Regardless of what language you use, algorithms are algorithms. You're asking the computer to do certain things with its input, and produce an output accordingly. The language you program in won't stop you from implementing an algorithm, it just changes the symbols you use to do it.

Since all languages have some amount of specialization, there will never be one best language to use for all possible programs. Your best option in your career as a programmer is to learn many languages, and get good at learning new ones. You never know what you might need to use in a future project.


Author Unknown, Grace Hopper Celebration of Women in Computing 1994 conference proceedings, 1994, Retrieved from http://www.cs.yale.edu/homes/tap/Files/hopper-story.html on May 20, 2017.

Author Unknown, The FORTRAN Programming Language, 1999, Retrieved from http://groups.engin.umd.umich.edu/CIS/course.des/cis400/fortran/fortran.html on May 20, 2017.

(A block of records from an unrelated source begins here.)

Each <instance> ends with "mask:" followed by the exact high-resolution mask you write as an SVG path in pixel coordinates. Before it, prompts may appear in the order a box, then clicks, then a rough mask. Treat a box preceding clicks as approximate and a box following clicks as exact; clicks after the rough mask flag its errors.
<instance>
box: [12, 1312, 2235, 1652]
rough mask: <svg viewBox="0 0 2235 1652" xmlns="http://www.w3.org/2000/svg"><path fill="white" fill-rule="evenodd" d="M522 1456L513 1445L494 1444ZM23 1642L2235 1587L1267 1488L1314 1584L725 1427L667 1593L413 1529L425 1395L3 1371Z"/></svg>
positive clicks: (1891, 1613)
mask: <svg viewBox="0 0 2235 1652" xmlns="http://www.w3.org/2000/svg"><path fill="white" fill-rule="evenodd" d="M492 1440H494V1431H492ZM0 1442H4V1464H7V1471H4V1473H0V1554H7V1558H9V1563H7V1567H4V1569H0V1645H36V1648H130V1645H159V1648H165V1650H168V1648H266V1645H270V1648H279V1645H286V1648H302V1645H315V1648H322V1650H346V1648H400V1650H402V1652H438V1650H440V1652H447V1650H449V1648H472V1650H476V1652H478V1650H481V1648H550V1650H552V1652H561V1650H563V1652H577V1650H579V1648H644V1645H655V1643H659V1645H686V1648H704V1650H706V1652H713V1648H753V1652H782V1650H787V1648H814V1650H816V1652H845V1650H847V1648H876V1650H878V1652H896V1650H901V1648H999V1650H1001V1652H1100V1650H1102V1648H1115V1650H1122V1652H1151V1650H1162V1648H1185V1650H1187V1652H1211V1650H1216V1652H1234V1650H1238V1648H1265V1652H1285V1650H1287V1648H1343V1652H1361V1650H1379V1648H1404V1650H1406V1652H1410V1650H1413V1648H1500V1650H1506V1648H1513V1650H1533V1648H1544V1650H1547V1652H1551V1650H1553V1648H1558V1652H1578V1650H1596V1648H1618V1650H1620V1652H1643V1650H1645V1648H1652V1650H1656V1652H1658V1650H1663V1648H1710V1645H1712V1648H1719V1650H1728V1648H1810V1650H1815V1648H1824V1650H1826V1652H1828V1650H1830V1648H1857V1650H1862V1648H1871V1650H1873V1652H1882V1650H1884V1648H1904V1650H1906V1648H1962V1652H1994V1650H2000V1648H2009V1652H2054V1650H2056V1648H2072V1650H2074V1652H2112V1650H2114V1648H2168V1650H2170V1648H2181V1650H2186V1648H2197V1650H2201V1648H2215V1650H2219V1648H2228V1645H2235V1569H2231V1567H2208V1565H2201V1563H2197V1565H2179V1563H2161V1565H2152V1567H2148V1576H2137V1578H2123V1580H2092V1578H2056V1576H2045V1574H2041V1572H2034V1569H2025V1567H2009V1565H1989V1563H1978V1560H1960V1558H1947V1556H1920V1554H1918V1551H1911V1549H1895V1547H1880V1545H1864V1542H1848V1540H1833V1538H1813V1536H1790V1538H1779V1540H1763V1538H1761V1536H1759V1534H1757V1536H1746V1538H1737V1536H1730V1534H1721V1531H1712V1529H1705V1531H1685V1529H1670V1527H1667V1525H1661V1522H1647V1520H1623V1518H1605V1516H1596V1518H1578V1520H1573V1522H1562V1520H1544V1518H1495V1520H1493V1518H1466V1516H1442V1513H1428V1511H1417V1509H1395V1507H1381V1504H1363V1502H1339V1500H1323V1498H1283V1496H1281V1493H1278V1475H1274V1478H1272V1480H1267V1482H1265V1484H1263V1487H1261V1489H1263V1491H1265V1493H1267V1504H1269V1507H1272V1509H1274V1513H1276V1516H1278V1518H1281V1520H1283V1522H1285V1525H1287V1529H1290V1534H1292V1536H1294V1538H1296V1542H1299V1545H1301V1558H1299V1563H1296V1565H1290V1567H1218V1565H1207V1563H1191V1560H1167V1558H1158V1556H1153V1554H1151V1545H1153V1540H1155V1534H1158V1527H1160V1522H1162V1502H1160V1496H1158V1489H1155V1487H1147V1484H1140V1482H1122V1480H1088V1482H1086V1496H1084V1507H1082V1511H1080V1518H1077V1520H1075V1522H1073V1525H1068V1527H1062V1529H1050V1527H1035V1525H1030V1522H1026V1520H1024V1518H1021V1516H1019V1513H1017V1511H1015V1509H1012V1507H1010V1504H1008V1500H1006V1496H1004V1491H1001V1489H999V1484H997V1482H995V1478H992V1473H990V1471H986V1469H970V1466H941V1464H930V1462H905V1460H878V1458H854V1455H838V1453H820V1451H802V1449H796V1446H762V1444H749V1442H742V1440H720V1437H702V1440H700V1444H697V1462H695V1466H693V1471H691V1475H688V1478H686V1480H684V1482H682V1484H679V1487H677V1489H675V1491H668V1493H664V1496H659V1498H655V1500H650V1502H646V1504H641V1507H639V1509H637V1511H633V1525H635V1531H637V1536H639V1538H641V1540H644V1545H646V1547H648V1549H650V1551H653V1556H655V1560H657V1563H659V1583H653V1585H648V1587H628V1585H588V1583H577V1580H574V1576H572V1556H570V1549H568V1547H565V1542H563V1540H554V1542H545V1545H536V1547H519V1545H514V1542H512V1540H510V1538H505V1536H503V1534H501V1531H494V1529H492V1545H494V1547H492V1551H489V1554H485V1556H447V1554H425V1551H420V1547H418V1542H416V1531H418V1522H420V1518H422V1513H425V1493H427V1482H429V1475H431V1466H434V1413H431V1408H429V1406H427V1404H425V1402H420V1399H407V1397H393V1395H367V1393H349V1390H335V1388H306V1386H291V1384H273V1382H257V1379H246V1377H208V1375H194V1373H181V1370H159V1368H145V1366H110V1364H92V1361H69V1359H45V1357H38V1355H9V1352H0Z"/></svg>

John McCarthy, History of Lisp, Stanford University, 1979, Retrieved from http://www-formal.stanford.edu/jmc/history/lisp/lisp.html on May 20, 2017

Alan C. Kay, The Early History Of Smalltalk, Apple Computer, 1993, Retrieved from http://worrydream.com/EarlyHistoryOfSmalltalk/ on May 20, 2017

Dennis M. Ritchie, The Development of the C Language*, Bell Labs/Lucent Technologies, 1993, Retrieved from https://www.bell-labs.com/usr/dmr/www/chist.html on May 20, 2017

Exercise: Quiz Yourself (Computer Languages)

After reading the above history (or reviewing again now), ask yourself the following questions about what you read, and make sure you know how to answer correctly.

  1. When Grace Hopper suggested the concept of a fully functional computer language compiler, what was the reason given by superiors for why it supposedly wasn't worth doing?

  2. What was the name of the first ever compiler, as created by Grace Hopper?

  3. What was the purpose of the FLOW-MATIC language Grace Hopper made after that compiler?

  4. What language did the CODASYL meetings eventually produce, with Admiral Hopper's guidance?

  5. What does FORTRAN stand for?

  6. What was the intended purpose of FORTRAN?

  7. What modern features first appeared in FORTRAN?

  8. Why does Lisp have the car and cdr functions, and other similarly named things?

  9. What did Lisp give to Python's design?

  10. What does the name Lisp mean?

  11. What was Smalltalk's main contribution to language design?

  12. When demonstrating Smalltalk, what major innovation did Kay's team demonstrate that all personal computer operating systems would later mimic?

  13. What was the purpose of the C language?

  14. What model of machine was the precursor to C, known as B, originally made for?

  15. What makes C more useful for programming operating systems than, say, Smalltalk or Python?

  16. What is the best language a programmer should use for every future program?